The static clears from Evan’s vision by degrees. He stands up, wipes his lip. “What’s lesson two?”

Mystery Man swallows, surprised. He glances over at the dark sedan, and for the first time Evan senses nervousness in his body language. And Evan realizes: The car doesn’t belong to the Mystery Man.

The Mystery Man hesitates, as if trying to read the dark windshield. Then he shakes his head with disgust. “All right. You want another shot? Tomorrow. Same time, same place.”

As Evan runs home, the shame burns out of him at last, hot tracks down his face. Van Sciver is waiting in the bedroom and no one else. Word has spread. He holds his belt, looped once, the ends clenched in his wide fist.

He says, “We never finished that conversation last night.”

4

Next-Level Deep Shit

Two weeks later Duran had almost forgotten about the pair of deputy marshals who’d breezed in at the midnight hour and asked him to keep tabs on the owner of that banged-up Bronco. Built dude with the squeaky voice and that woman done to a turn, all long red nails and fluffy hair—it was like he dreamed them up.

But the call jogged his memory.

Jake Hargreave phoning up to ask about his truck.
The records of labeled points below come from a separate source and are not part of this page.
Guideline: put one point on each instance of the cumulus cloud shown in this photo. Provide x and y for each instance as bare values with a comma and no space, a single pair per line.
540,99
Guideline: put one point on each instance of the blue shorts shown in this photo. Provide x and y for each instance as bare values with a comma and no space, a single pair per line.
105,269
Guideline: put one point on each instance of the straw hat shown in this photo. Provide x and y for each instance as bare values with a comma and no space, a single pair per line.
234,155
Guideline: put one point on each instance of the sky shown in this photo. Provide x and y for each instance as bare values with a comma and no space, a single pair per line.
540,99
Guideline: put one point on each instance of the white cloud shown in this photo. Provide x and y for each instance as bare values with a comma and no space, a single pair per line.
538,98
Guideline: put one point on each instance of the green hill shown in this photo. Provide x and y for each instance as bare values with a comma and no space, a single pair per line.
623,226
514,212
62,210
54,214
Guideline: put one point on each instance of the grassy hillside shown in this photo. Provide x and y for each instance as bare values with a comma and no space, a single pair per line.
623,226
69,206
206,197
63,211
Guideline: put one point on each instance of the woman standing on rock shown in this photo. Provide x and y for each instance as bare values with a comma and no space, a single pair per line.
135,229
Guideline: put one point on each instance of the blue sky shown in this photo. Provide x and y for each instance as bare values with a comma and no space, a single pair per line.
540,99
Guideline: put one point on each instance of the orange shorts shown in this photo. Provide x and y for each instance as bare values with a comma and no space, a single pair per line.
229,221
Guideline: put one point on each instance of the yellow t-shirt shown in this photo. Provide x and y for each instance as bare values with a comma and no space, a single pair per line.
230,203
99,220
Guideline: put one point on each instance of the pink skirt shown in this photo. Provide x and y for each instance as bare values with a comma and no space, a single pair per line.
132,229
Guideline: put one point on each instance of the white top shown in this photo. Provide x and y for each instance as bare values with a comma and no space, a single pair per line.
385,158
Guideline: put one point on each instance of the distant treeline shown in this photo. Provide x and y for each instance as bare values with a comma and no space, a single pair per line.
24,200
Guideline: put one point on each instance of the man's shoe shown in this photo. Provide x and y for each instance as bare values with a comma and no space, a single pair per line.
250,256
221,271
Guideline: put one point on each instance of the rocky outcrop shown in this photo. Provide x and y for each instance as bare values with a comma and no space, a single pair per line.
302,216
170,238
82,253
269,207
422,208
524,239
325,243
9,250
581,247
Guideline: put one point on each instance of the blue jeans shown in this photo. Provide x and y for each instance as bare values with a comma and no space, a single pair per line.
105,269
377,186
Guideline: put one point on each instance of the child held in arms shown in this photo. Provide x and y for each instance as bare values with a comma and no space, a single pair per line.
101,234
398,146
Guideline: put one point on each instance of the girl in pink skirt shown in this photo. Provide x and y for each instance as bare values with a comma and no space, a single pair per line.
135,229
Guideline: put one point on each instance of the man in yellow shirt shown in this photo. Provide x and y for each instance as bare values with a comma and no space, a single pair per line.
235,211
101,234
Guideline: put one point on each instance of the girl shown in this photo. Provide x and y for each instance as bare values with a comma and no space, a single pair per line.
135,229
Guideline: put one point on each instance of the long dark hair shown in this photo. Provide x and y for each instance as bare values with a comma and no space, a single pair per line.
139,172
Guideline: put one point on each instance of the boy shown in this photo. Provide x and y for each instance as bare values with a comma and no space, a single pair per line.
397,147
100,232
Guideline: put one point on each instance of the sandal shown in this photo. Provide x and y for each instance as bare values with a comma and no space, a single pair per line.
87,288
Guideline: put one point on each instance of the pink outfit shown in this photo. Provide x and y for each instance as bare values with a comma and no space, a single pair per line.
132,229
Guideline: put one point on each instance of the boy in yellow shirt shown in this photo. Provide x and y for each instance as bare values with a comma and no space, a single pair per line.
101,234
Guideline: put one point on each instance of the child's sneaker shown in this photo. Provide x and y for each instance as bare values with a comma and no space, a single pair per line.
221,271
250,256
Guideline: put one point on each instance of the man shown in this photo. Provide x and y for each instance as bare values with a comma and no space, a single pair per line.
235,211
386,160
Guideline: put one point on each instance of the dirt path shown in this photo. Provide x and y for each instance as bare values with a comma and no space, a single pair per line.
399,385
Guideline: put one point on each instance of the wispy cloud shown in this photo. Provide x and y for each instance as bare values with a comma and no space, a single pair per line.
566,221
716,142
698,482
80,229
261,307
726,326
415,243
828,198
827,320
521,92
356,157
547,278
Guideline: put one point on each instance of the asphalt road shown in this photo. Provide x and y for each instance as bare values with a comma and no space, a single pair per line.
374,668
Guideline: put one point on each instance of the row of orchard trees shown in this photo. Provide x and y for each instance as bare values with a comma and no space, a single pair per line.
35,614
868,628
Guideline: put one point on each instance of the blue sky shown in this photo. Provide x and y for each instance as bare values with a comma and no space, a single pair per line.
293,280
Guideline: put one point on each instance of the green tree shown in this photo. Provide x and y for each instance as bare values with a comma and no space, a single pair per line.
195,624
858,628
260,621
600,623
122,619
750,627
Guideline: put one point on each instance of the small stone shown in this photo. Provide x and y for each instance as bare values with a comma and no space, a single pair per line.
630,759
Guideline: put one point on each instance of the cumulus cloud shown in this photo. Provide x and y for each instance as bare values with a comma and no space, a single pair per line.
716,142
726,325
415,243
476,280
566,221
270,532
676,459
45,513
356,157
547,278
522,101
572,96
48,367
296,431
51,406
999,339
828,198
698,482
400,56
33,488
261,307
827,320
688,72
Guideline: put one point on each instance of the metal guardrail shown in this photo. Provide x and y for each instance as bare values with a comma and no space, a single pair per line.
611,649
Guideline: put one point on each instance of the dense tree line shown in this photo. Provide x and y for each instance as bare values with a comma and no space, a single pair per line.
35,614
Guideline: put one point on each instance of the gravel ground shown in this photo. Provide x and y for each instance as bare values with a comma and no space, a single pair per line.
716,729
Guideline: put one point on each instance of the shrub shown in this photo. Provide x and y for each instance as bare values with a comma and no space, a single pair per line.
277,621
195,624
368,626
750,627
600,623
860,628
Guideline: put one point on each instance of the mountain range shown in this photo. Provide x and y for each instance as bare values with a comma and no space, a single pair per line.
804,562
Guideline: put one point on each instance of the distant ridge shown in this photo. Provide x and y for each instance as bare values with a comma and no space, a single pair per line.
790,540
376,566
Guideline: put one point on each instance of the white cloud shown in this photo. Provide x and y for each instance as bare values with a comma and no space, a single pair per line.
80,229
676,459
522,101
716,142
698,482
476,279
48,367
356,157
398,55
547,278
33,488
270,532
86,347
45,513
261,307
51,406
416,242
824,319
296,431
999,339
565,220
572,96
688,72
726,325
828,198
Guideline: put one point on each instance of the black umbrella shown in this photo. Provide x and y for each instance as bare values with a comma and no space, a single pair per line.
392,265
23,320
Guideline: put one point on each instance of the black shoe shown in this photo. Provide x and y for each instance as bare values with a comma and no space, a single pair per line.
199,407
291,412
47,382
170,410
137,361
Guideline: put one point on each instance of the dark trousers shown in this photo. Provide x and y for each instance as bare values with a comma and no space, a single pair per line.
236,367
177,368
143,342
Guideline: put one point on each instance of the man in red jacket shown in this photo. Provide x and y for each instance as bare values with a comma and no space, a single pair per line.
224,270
He had a husky voice and a shifty temperament, and Duran could understand why he had the Marshals Service on his tail. And yes, he wanted to come now, at half past two in the morning, which seemed a sketchy time for a dude to want to reclaim his ride.

Duran reviewed the paperwork. “Okay,” he said. “But I don’t see how you’re gonna drive it outta here, condition it’s in.”

“Why don’t you let me worry about that,” Hargreave said, and cut the line.

Duran unzipped his pouch—$128.95—and took out that phone number the deputy with the high-pitched voice had scrawled down. Staring at it, he chewed his bottom lip. Something felt wrong. But it felt just as wrong to not call.

For all Duran knew, Hargreave was a Ten Most Wanted fugitive, and contacting the authorities right now was the only way to stop him from shooting up a mall or Silence of the Lambs–ing some lady in a basement well.